After the rebound in the first month of the year, in February prices moderated again, standing at 2.8%, a reduction of six tenths. In this way, inflation is below the 3% barrier for the first time in the last six months. Two elements intervene in this moderation, one is the drop in electricity prices and the second is that food has remained stable, when in February of last year food experienced a large increase.

If in January the partial withdrawal of anti-inflation aid was paid predictably, in February the good news came from electricity, with a drop in its price that has played an important role in this brake on inflation. In the wholesale market, the price of electricity this month has been below 42 euros/MWh, much lower than its level in February 2023, and also below the prices of January of this year. The reasons for the fall in electricity prices must be found in a reduction in electricity demand and greater generation of cheaper, renewable energy.

Another element that explains the moderation in prices is the very important step effect of food. It must be taken into account that in February 2023 food prices rose a lot, to the point of reaching their maximum, an increase of over 16%, and in the comparison between February of this year and last year, part of of the brake on the rise of the CPI this month. Since that peak a year ago, food has been moderating, although it remains at very high levels. Last month they even rose one tenth, reaching 7.4%.

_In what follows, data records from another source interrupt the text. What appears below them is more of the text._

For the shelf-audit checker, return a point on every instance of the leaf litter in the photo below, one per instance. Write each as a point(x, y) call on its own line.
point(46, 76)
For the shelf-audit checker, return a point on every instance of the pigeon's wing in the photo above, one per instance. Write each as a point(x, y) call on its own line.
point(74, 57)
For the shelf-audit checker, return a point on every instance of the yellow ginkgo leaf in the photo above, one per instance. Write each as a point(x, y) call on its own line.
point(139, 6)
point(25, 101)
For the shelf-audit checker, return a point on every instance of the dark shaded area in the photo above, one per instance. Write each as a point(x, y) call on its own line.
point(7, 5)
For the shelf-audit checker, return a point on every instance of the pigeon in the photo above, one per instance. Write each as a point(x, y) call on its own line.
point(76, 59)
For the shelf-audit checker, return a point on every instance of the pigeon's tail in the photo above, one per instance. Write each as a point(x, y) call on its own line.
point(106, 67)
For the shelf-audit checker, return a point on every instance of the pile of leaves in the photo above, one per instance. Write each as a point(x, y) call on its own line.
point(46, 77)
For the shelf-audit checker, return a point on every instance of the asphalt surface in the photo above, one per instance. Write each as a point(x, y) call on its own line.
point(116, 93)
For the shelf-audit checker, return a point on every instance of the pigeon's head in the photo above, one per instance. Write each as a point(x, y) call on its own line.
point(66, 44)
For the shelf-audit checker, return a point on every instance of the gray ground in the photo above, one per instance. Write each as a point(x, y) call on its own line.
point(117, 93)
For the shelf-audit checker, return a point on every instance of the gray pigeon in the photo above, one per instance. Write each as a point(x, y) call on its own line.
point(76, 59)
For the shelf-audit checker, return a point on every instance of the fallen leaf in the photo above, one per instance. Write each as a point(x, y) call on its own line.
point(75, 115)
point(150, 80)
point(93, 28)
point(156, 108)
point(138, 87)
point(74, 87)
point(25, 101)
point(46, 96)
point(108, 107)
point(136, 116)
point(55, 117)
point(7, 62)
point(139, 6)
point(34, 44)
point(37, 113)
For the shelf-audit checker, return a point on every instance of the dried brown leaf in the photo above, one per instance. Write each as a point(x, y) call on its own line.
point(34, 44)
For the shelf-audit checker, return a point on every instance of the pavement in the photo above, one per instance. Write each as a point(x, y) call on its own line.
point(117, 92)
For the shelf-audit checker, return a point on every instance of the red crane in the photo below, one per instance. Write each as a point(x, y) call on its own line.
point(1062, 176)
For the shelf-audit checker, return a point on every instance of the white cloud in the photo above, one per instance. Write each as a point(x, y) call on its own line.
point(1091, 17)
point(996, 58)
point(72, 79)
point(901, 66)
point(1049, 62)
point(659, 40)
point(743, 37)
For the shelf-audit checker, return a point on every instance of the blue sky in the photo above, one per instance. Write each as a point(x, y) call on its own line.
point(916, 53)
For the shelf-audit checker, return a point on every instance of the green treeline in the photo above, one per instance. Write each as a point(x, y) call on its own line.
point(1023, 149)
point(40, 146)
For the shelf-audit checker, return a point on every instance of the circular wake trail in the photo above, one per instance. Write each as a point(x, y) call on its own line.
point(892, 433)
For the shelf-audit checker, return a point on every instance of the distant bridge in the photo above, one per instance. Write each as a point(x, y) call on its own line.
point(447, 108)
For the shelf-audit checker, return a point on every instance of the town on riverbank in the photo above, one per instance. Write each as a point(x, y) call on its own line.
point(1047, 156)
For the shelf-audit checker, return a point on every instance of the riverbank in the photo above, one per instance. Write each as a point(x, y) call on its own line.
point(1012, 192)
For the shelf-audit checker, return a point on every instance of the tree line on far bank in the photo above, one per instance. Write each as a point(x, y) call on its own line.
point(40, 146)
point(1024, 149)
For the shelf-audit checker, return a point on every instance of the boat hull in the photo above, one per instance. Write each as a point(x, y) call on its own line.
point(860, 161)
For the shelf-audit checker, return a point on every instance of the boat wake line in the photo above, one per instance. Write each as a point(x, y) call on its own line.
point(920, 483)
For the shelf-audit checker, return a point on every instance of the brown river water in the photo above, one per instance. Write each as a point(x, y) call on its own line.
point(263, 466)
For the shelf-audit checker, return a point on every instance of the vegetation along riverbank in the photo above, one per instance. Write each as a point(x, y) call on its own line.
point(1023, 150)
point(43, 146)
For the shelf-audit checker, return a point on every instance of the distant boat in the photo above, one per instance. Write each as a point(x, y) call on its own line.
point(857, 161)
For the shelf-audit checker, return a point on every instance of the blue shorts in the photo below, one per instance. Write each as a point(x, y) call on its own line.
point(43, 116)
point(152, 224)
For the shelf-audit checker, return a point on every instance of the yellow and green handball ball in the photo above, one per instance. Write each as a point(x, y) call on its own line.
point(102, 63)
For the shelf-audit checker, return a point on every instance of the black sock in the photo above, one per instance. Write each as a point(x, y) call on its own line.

In this way, inflation is at the lowest level since last August, when it stood at 2.6%. In September it escalated and in the last five months it has always been above 3%, except now, in February, when it has fallen to 2.8%.

“With the sharp fall in the price of electricity we expected inflation to drop even further and remain below this 2.8%,” says María Jesús Fernández de Funcas, who calculated that this rate would be reached simply due to the effect step with food. And that with the push of wind energy this month of February, the CPI could slow down further.

On the other hand, core inflation, which does not take into account energy or fresh food, fell two tenths, reaching 3.4%, the lowest in the last two years. Therefore, the moderation of this indicator continues, which is considered to represent the underlying trends well, as it is less volatile. “It is good news, the underlying continues its downward march, even if it is a little slow,” says Fernández.

For the Ministry of Economy, these data show that “households are being allowed to recover purchasing power and companies to regain competitiveness,” and they also add that price moderation is compatible with the social shield.

By March, inflation is expected to rise again, and the reason will be the increase in VAT on electricity due to this surprisingly rapid reduction in the cost of electricity. Starting tomorrow, electricity will be taxed with a VAT of 21% compared to the current 10%, which the Government set since the beginning of the year. This earlier-than-expected return to the usual taxation of electricity is due to the fact that the executive’s decision was to place the VAT at 10%, but conditional on the price of the megawatt hour (MWh) in the wholesale market being maintained for above 45 euros. As this month the price will be below the set ceiling, the VAT will have to be raised to the usual 21%. A decision that this Tuesday the Minister of Economy, Carlos Body, confirmed when he said that the measures “have to continue their course.”